- Date posted
- 1y
fear of seeing something disturbing on your own.
I was diagnosed with ocd at the age of 21. I notice its gotten a bit worse than better the last couple of weeks. I'm unemployed and not in school so my mind isn't stimulated with things that are important like that. But I've been unemployed for a number of years and I haven't had it to this extent. I become frustrated with myself because I used to tell myself with time my control over ocd will become more and more easier. What's been on my mind in the past couple of months is a video that was circulating on the internet of a cat getting killed in an extremely disturbing way and the description of the video is whats been constantly repeating in my mind. I love animals and especially cats so I've been a bit haunted by this description and even the quick still images I've seen. I deleted social media and blocked social media from my phone on an app called stay focused which makes it impossible for you to Google certain words or open certain apps. This has been helpful for a long time, but in my ocd mind I realized that the terms wouldn't be blocked if I spelt things different or didn't use a space. My mind is going a little crazy thinking of ways to google this even though it's something I would never look at or even read about because it's so upsetting and disturbing. I usually get over things like this in the long run even though it's upsetting in the moment.

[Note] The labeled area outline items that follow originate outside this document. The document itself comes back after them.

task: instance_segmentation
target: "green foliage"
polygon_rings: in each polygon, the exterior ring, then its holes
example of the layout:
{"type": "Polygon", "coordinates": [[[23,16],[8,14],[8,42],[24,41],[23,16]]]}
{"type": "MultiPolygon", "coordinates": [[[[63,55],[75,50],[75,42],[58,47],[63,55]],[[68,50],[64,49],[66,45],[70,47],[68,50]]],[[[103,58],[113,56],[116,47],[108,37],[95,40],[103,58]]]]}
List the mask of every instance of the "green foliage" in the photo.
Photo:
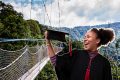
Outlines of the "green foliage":
{"type": "Polygon", "coordinates": [[[54,68],[52,64],[48,62],[35,80],[56,80],[56,79],[57,77],[54,68]]]}
{"type": "Polygon", "coordinates": [[[41,26],[35,20],[27,20],[28,28],[32,38],[41,38],[41,26]]]}

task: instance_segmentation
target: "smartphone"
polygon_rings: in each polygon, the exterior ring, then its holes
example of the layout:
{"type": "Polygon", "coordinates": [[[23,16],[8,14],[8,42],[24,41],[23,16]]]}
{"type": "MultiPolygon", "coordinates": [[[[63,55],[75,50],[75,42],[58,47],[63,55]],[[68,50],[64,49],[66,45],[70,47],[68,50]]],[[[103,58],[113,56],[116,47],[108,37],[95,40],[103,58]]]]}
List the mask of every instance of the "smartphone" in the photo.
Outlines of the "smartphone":
{"type": "Polygon", "coordinates": [[[61,42],[66,42],[65,35],[69,35],[65,32],[54,31],[54,30],[47,30],[48,31],[48,39],[50,40],[58,40],[61,42]]]}

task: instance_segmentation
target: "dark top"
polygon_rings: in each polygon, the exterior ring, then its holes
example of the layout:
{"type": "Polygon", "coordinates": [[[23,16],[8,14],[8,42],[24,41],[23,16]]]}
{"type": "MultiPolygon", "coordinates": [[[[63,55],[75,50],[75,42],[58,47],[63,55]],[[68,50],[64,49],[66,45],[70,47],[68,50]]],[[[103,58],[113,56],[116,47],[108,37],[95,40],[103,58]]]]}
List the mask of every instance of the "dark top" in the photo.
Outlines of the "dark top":
{"type": "MultiPolygon", "coordinates": [[[[84,80],[89,60],[85,50],[73,50],[72,56],[58,53],[55,65],[58,80],[84,80]]],[[[91,62],[90,80],[112,80],[110,63],[100,54],[91,62]]]]}

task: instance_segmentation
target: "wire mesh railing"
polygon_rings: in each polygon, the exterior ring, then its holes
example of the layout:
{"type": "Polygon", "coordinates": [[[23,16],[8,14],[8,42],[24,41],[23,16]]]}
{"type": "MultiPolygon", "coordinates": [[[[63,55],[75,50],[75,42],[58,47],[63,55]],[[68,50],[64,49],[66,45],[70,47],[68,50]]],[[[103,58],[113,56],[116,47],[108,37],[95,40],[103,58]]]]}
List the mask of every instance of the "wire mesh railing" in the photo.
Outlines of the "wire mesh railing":
{"type": "MultiPolygon", "coordinates": [[[[60,50],[57,49],[56,51],[60,50]]],[[[25,46],[21,50],[7,51],[0,49],[0,80],[17,80],[35,64],[47,57],[47,47],[25,46]],[[14,56],[14,58],[13,58],[14,56]]]]}

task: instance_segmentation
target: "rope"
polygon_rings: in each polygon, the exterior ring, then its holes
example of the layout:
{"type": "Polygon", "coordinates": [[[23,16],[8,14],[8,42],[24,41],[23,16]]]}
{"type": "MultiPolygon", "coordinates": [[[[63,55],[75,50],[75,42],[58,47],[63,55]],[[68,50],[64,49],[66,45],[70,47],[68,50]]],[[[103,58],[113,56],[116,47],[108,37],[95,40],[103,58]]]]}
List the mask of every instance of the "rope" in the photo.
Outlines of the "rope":
{"type": "Polygon", "coordinates": [[[47,17],[48,17],[49,24],[51,25],[51,21],[50,21],[49,15],[48,15],[48,13],[47,13],[47,8],[46,8],[46,5],[45,5],[44,0],[42,0],[42,4],[43,4],[43,6],[44,6],[45,13],[46,13],[46,15],[47,15],[47,17]]]}
{"type": "Polygon", "coordinates": [[[58,0],[58,10],[59,10],[59,27],[60,27],[60,1],[58,0]]]}
{"type": "Polygon", "coordinates": [[[15,42],[15,41],[45,41],[45,39],[4,39],[4,38],[0,39],[0,42],[15,42]]]}
{"type": "MultiPolygon", "coordinates": [[[[55,47],[55,50],[58,52],[61,49],[55,47]]],[[[48,57],[45,45],[27,46],[17,51],[0,49],[0,53],[0,80],[19,79],[37,63],[42,63],[42,60],[48,57]]]]}

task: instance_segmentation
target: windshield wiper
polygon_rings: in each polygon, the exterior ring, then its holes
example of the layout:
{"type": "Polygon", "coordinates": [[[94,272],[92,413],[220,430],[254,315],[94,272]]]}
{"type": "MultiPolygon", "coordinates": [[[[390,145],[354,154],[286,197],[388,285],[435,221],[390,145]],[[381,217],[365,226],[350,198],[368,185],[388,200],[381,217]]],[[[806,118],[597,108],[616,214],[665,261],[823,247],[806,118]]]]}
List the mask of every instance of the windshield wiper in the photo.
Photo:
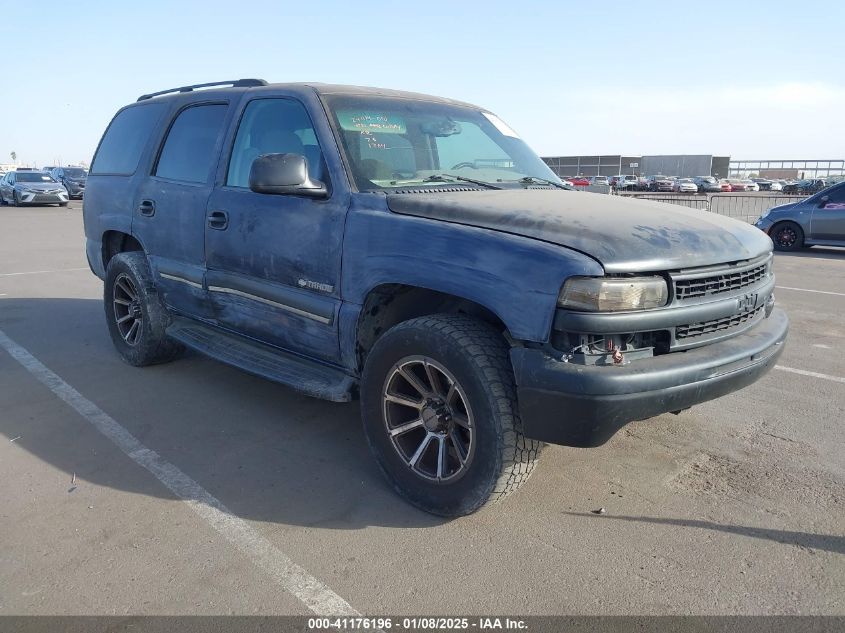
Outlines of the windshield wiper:
{"type": "Polygon", "coordinates": [[[476,180],[475,178],[465,178],[464,176],[455,176],[454,174],[433,174],[428,178],[424,178],[423,182],[449,182],[450,178],[453,180],[461,180],[463,182],[471,182],[474,185],[487,187],[487,189],[504,189],[504,187],[494,185],[492,182],[476,180]]]}
{"type": "Polygon", "coordinates": [[[514,182],[520,182],[524,185],[534,185],[538,182],[545,183],[547,185],[552,185],[553,187],[557,187],[558,189],[564,189],[566,191],[572,191],[575,187],[572,185],[564,185],[560,182],[555,182],[554,180],[549,180],[548,178],[540,178],[539,176],[525,176],[525,178],[520,178],[514,182]]]}

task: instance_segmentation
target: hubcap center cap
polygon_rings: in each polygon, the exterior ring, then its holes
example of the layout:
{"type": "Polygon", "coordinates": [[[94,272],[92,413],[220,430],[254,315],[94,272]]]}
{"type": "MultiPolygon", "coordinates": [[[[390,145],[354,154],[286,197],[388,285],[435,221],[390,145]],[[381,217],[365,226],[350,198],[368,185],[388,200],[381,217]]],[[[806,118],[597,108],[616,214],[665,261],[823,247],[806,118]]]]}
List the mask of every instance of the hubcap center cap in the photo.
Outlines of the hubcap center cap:
{"type": "Polygon", "coordinates": [[[449,430],[452,415],[445,403],[438,400],[428,400],[420,412],[420,418],[427,431],[446,433],[449,430]]]}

But, there's something about this particular incident that keeps repeating in my head, as if my mind is LOOKING to be upset over something. Than I go through guilt of wanting to get over it and move on (if that makes sence) what my fears are are "what if I google this to MAKE sure its fake and I watch the video that will traumatize me" or "what if looking at it will put this to bed in my mind finally and I can move on" or "am I a bad person and bad animal lover for wanting to get rid of this memory of this description of this video that's absolutely terrible." The idea of exposure therapy in this incident doesn't help but would traumatize me worse. I would also want to know if anyone deals with these kind of thoughts of "what if I google this and look at this terrible thing" how do you work through these thoughts without an app that controls what you see or google. How do you gain control of it where the internet feels safe and loving and not a smorgasbord of disturbing images and scary things. I thank anyone who takes the time to read this and gives me advice on letting this go and moving on.